ABC News’ Mary Bruce Reports:
MIAMI, Fla. — As the Republican 2012 presidential candidates faced off in their first debate, the president spent tonight in Miami trying to recapture some of the excitement, and fundraising power, of his 2008 campaign. However, it was hard not to notice a lack of the famous enthusiasm that propelled Obama into office.
“I know the conversation you guys are having. ‘I’m not feeling as hopeful as I was.’ And I understand that. There have been frustrations, and I’ve got some dings to show for it over the last two and half years,” Obama told supporters in the second of three DNC fundraisers tonight in Miami. “But I never said this was going to be easy. … But what I hope all of you still feel is that for all the frustrations, for all the setbacks, for all the occasional stumbles, that what motivates us, what we most deeply cherish, that that’s still within reach. That it’s still possible to bring about extraordinary change.”
While Obama attempted to excite the crowd, there were rows of empty seats starring back at him and an underwhelming response from the crowd. Roughly 900 people were expected to attend the low-dollar fundraiser at the 2,200-seat Adrienne Arsht Center, with tickets starting at $44.
The other two events, held off-camera at private residences, were significantly more expensive. The first event, at the home of former Samsonite CEO and Ambassador to Singapore Steve Green cost $10,000 to attend, with the first $5,000 going directly to the campaign. The final DNC event for 40 people giving the maximum amount of $35,800 was held at the home of JP and Maggie Austin.
This marks the third time this year that the president has visited the critical swing state.
Roughly half way through his speech two protesters interrupted the president, repeatedly yelling, "keep your promise, stop AIDS now." The protesters were quickly silenced by the audience chanting, "Obama, Obama, Obama."
"The reason we’re here today is because our work’s not done," Obama said once they quieted down. “Our work is not complete.
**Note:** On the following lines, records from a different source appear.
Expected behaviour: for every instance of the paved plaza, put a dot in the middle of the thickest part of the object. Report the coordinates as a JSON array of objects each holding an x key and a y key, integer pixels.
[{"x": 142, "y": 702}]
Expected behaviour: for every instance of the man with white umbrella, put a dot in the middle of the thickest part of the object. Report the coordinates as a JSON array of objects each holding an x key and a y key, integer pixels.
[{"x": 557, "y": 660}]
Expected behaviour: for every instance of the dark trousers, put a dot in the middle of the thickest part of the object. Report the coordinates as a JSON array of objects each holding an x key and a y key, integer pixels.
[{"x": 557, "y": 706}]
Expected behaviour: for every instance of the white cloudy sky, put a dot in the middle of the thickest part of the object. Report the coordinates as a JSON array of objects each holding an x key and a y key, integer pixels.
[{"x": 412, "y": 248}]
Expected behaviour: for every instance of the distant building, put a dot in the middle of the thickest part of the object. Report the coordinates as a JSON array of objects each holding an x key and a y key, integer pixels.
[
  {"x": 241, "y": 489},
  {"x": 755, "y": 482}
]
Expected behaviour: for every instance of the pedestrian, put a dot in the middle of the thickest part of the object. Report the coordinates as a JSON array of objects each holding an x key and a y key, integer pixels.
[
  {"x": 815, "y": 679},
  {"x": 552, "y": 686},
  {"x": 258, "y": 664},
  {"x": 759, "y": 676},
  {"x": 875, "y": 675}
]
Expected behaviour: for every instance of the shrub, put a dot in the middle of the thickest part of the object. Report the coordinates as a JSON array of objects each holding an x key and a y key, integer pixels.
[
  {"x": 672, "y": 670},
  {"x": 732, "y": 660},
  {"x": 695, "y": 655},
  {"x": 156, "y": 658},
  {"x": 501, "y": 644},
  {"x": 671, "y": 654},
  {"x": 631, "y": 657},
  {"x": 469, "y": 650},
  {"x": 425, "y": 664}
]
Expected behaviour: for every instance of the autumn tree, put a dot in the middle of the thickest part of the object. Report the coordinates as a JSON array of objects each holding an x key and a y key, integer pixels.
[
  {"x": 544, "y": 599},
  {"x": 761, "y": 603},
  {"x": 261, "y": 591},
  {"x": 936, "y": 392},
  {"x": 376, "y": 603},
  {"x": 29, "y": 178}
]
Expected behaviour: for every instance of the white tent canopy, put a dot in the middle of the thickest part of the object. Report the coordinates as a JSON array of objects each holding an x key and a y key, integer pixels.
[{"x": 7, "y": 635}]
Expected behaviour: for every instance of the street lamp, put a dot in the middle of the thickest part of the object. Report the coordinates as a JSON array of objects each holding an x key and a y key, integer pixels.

We're not at the summit. We’re just part way up the mountain. There is more to do."
The president spent a large portion of his speech looking back and running through a check list of his accomplishments over the last two and half years, including health care reform, advances in education, and appointing the first Latina to the U.S. Supreme Court.
Looking ahead, Obama said his 2012 campaign will be about the same thing it was in 2008: values.
“When I think about why our campaign drew so much excitement, it was because it tapped into those essential things that bind us together,” he said.
“We’ve got more work to do,” Obama admitted. “If they tell you, I don’t know, I’m not sure, I’m not convinced — you just remind them of those three words that captured this campaign, captured the last campaign and will capture the 2012 campaign: Yes, we can.”